There is no agreement about the dose of HFRT utilized in these studies. In a published pilot study done by Terasaki et al.,¹⁸ median survival of 15.6 months was achieved when a dose of 45 Gy/15 fractions with concurrent and adjuvant TMZ was delivered. Although our study was not comparable to Terasaki as we reported a lower median survival of 9 months, we achieved ≥1-year OS of 34.3% and OS ≥2-year in 8.6% (3/35), which were not reported by Terasaki.

The mean PFS demonstrated in our results did not differ between the control arm (9.9 ms) and the study arm (7 ms) with no significant difference (P = 0.087) approaching the PFS achieved by Pierna Navarria et al., for both the control arm (standard arm received 60 Gy / 30 fractions and PFS of 7 ms) and the study arm (60 Gy/15 fractions and PFS of 10.9 ms) implicating that increasing the total dose and dose per fraction did not lead to a marvelous improvement of survival.²¹

The greater benefit on survival was achieved by those patients in our study who were younger than 50 years of age, which came with agreement with Pierna Navarria et al.

In a two-arm comparative observational study done by Lutterbach and Ostertag,²² where 96 GBM patients older than 60 years were treated with HFRT of 42 Gy/12 fractions given to 50 patients and standard RT 60 Gy/30 fractions given to 46 patients, the median OS was 7.3 ms for the HFRT arm compared to 5.6 ms for the standard arm. We considered our results slightly better than those of Lutterbach and Ostertag, although the standard arm in our study achieved median survival of 11 ms, possibly because 68% of our control arm patients were less than 50 years implicating that younger patients achieved better results from standard 60 Gy/ 30 fractions.

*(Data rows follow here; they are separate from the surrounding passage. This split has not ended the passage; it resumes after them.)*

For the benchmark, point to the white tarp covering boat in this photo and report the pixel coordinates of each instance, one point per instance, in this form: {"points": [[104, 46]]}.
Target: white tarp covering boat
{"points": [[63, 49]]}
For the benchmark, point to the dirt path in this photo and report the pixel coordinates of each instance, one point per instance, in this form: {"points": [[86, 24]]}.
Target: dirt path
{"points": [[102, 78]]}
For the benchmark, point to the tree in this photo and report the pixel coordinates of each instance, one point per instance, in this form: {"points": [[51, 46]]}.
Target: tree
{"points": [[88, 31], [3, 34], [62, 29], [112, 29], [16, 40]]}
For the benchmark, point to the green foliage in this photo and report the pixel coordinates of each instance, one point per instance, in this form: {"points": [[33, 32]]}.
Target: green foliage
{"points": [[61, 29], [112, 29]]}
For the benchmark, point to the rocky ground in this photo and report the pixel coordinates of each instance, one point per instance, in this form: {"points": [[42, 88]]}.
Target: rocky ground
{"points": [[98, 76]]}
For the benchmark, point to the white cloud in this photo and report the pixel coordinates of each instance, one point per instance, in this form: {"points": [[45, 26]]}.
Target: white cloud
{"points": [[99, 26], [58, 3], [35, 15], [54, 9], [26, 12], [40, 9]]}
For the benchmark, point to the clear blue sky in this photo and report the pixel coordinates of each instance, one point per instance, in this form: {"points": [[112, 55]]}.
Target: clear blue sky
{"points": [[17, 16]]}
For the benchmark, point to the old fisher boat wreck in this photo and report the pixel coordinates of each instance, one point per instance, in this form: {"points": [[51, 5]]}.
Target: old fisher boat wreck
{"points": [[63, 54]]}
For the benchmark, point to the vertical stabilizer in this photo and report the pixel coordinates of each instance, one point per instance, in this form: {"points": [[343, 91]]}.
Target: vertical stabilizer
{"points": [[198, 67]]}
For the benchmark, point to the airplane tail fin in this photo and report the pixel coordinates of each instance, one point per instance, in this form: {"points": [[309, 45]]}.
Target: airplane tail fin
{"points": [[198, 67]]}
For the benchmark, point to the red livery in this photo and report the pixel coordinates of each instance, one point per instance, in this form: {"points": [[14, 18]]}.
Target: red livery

Roa et al.²³ randomly assigned 100 GBM patients aged 60 years or older to CFRT (60 Gy in 30 fractions) or HFRT (40 Gy in 15 fractions) with localized field irradiation employed. The PTV included the enhancing primary tumor and surrounding edema with a 2.5 cm margin. The median survival was 5.1 months in the conventional RT group and 5.6 months in the HFRT group (p = 0.57). Our results were better than those of Roa et al. although no significant difference in median survival was achieved in all arms (Log rank = 0.790, P = 0.374).

Several studies24, 25, 26 strongly considered the extent of surgical resection as a powerful prognostic factor affecting different outcome endpoints, and as expected; this was aligned with our results that declared mean survival of 13.6 ± 8.5 ms for those with tumor resection (P = 0.05)

A meta-analysis done by An-an Yin et al.²⁷ demonstrated no statistically significant variations in estimated statistics by variables like median age, the percentage of patients with a KPS ≥ 70, the percentage of male participants and sample size, with the exception of the percentage of patients who had undergone surgery. This variable seemed to be positively correlated with the survival benefits conferred by combined treatment (P_{meta-regression} = 0.001). Our results were contradictory to some extent to this meta-analysis, where significant negative correlation between age and OS (r=-0.365, P = 0.034) was detected, and in the multiple regression test, the extent of surgical resection was the only factor to have a significant impact on survival (P = 0.01).

Although no significant differences in different response patterns were found between both arms, more patients achieved an objective response rate of 46.6% in arm II vs. 34.3% in arm I, possibly due to 51.7% of arm II patients having undergone debulking and near-total resection compared with 34.3% in arm I.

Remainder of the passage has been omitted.